The integration of bioinformatics, materials science, immunology, synthetic biology, genetic engineering, immunogenetics, and biomedical engineering has ushered in a new era of precision in CAR T-cell therapy. The utilization of computational tools to design CAR constructs and predict therapeutic outcomes is revolutionizing how treatments are personalized. Synthetic biology and genetic engineering are enhancing the specificity and efficacy of these constructs, while immunogenetics helps tailor therapies to individual immune system variations. Biomedical engineering contributes to the development of biocompatible materials and advanced delivery systems that improve the in vivo functionality of therapeutic cells. However, the translation of these complex designs from the bench to bedside necessitates innovations in manufacturing processes that can accommodate such personalized approaches at scale. Future research should focus on developing modular platforms that can be easily adapted to incorporate new discoveries and patient-specific data.

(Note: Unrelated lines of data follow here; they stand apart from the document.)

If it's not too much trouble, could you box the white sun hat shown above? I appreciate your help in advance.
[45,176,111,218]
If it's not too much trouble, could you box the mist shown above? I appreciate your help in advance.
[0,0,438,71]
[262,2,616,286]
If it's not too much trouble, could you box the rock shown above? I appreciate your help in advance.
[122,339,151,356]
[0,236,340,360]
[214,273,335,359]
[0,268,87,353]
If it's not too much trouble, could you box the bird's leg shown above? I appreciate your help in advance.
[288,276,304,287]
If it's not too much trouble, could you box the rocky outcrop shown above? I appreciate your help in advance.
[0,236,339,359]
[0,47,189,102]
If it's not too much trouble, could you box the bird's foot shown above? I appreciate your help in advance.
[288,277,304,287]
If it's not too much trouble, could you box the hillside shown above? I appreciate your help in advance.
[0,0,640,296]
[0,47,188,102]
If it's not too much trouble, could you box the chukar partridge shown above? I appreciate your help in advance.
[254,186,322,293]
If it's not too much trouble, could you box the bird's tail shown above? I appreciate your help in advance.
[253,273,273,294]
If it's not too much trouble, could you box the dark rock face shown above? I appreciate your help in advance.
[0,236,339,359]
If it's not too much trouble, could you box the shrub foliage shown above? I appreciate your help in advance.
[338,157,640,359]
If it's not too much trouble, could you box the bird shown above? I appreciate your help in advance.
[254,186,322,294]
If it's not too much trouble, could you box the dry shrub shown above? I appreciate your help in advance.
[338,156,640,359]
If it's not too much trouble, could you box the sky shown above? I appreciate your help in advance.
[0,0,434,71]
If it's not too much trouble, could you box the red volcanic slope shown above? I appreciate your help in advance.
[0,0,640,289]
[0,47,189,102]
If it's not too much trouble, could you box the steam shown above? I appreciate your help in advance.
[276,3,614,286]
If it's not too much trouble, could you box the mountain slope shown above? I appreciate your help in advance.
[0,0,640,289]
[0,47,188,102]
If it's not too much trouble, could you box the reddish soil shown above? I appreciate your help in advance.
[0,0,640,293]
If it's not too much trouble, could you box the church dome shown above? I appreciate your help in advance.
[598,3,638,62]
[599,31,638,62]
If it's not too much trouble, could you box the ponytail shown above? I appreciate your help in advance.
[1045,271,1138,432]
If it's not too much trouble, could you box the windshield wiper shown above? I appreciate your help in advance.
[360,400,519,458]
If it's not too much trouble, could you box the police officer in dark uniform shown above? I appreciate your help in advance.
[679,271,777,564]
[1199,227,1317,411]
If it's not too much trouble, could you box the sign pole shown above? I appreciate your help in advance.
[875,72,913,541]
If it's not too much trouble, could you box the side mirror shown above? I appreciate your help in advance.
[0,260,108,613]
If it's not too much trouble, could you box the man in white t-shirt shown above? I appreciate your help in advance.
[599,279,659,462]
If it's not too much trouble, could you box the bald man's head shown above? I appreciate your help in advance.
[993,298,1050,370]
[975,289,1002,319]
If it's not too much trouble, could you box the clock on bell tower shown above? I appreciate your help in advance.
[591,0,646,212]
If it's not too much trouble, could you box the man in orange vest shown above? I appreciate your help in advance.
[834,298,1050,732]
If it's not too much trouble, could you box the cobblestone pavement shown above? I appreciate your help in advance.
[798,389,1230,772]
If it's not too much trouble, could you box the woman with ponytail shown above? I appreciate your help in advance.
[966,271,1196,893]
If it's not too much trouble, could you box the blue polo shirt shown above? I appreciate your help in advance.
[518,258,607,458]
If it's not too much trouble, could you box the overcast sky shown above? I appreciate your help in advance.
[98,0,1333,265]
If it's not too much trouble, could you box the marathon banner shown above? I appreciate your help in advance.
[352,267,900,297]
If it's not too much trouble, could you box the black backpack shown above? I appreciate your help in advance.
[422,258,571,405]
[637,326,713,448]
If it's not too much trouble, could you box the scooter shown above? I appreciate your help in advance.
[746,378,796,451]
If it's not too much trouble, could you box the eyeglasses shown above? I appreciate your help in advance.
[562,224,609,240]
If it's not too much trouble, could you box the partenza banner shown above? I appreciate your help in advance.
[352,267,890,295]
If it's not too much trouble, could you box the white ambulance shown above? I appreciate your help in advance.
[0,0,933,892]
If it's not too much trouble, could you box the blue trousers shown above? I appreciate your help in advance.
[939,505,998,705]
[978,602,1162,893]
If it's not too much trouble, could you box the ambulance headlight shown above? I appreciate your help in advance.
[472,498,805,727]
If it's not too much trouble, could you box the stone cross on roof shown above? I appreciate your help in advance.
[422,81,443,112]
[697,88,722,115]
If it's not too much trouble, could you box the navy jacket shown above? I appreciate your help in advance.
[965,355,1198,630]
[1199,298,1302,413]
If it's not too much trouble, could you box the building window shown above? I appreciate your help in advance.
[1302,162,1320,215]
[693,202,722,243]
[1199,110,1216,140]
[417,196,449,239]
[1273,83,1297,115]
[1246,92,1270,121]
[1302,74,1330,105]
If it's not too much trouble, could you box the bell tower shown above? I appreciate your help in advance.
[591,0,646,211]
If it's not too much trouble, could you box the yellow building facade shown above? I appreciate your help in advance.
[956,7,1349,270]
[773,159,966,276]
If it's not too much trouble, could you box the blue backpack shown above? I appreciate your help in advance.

While technological advancements promise to enhance efficacy and safety, their real-world application raises significant economic and ethical questions. The high cost of these therapies remains a formidable barrier to access in low- and middle-income countries. Future initiatives should explore the development of cost-effective production methods such as the use of automated and decentralized manufacturing units. Ethically, there is a need to establish frameworks that ensure equitable access to these therapies globally, perhaps through international collaborations and policy reforms.

As CAR T-cell therapies evolve, so too must the regulatory frameworks that govern their development and deployment. The rapid pace of innovation challenges current regulatory paradigms, which are often ill-equipped to handle the nuances of advanced gene and cell therapies. An ongoing dialogue between regulators, researchers, and industry stakeholders is essential to develop more adaptive regulatory approaches that can keep pace with technological advancements while ensuring patient safety.

Looking forward, CAR T-cell therapies are expanding into exciting new territories. For autoimmune diseases, these therapies show promise in conditions like systemic lupus erythematous (173), multiple sclerosis (174) and type 1 diabetes (175), where they may modulate immune responses similarly to their actions against malignant cells. In the realm of aging and degenerative diseases, CAR T-cells are being investigated for their potential to modify the aging process and treat age-related ailments (176, 177). Additionally, the adaptation of CAR T-cell therapies for infectious diseases suggests a new frontier in managing chronic infections that resist conventional treatments (178). This expansion not only broadens the therapeutic potential of CAR T-cell therapies but also highlights the innovative cross-disciplinary approaches being undertaken to overcome current limitations and explore new applications.